Six Midland independent schools are among 50 nationwide fined a total of #500,000 yesterday after being found guilty of illegal price-fixing of fees.

The schools will also have to contribute tens of thousands of pounds more to a #3 million charitable fund for pupils in the first case of its kind.

One of the Midland schools involved, Malvern College in Worcestershire, last night described the fines, levied by the Office for Fair Trading, as a "farce".

The five other regional schools are: Rugby School, Bromsgrove School, Shrewsbury School, Cheltenham College and Cheltenham Ladies College.

The penalties follow a major investigation by the OFT which in May ruled they had illegally exchanged detailed information on fees.

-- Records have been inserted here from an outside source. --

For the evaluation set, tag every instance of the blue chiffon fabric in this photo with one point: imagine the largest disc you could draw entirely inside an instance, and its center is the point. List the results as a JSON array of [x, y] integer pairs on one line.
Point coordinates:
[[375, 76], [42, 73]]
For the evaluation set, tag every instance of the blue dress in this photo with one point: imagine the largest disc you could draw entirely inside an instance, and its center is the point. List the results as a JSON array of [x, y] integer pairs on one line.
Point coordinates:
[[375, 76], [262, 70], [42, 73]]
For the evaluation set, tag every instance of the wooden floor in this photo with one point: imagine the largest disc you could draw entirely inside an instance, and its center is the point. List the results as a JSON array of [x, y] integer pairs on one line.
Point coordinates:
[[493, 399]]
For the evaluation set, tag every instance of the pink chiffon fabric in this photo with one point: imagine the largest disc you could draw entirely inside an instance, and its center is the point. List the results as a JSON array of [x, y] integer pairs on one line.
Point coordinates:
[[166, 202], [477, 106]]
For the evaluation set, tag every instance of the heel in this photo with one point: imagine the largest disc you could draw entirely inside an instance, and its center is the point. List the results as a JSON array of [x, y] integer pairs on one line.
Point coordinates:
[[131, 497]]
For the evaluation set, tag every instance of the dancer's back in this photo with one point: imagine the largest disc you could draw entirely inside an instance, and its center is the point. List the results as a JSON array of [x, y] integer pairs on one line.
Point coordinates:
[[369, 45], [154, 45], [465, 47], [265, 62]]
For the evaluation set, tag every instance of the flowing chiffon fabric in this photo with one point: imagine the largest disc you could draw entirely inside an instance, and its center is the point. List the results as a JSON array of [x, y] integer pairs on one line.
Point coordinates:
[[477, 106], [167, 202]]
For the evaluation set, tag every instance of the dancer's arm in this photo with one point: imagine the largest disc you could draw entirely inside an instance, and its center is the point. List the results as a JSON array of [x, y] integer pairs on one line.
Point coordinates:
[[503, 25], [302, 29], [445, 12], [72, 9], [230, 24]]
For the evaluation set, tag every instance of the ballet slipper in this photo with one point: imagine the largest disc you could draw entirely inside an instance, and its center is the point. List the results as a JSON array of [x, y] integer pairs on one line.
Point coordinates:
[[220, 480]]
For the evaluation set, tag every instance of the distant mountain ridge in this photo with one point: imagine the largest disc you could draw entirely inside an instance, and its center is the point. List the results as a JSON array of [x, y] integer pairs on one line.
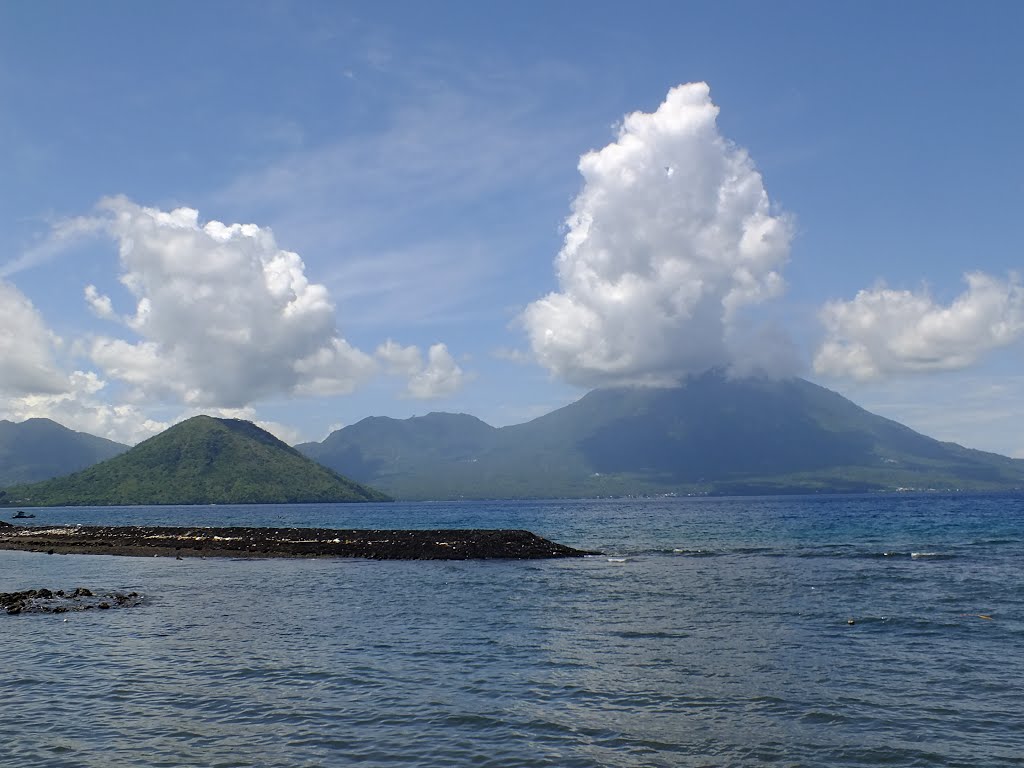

Each must now pay #10,000, apart from Malvern College and Cheltenham Ladies' College which received reduced fines for co-operating with the OFT investigation.

It is the first time the watchdog has penalised organisations with charity status and the action was being interpreted as a signal that charitable organisations were not exempt from the law.

David Gunn, spokesman for Malvern College, said: "The whole thing is a farce because nobody has ever attempted to prove that fees rose further than they might otherwise have done if this hadn't taken place.

"As soon as the whole thing was brought to our attention, the schools stopped having these discussions. The investigation has been a tremendous waste of taxpayers' money."

OFT found the schools exchanged confidential information relating to intended fee levels for boarding and day pupils through a survey known as the "Sevenoaks Survey".

John Fingleton, chief executive of the OFT, said: "The penalties imposed on the schools and the contributions that they will make to the charitable trust, represent a fair and proportionate outcome to this case, given the parties' charitable status and their acceptance that there has been a competition law infringement."

 John Claughton, headmaster of Birmingham's fee-paying King Edward's School, which was not part of the investigation, said those schools caught out had acted innocently.

"The law was brought in and the schools were never consulted. It never occurred to us we would fall into its clutches."

Independent schools have come under fire in recent years in the wake of an average fee rise of 43 per cent since 2000 within the sector. Boarders currently pay #24,102 a year at Malvern College, #23,835 at Rugby School and #23,280 at Cheltenham College.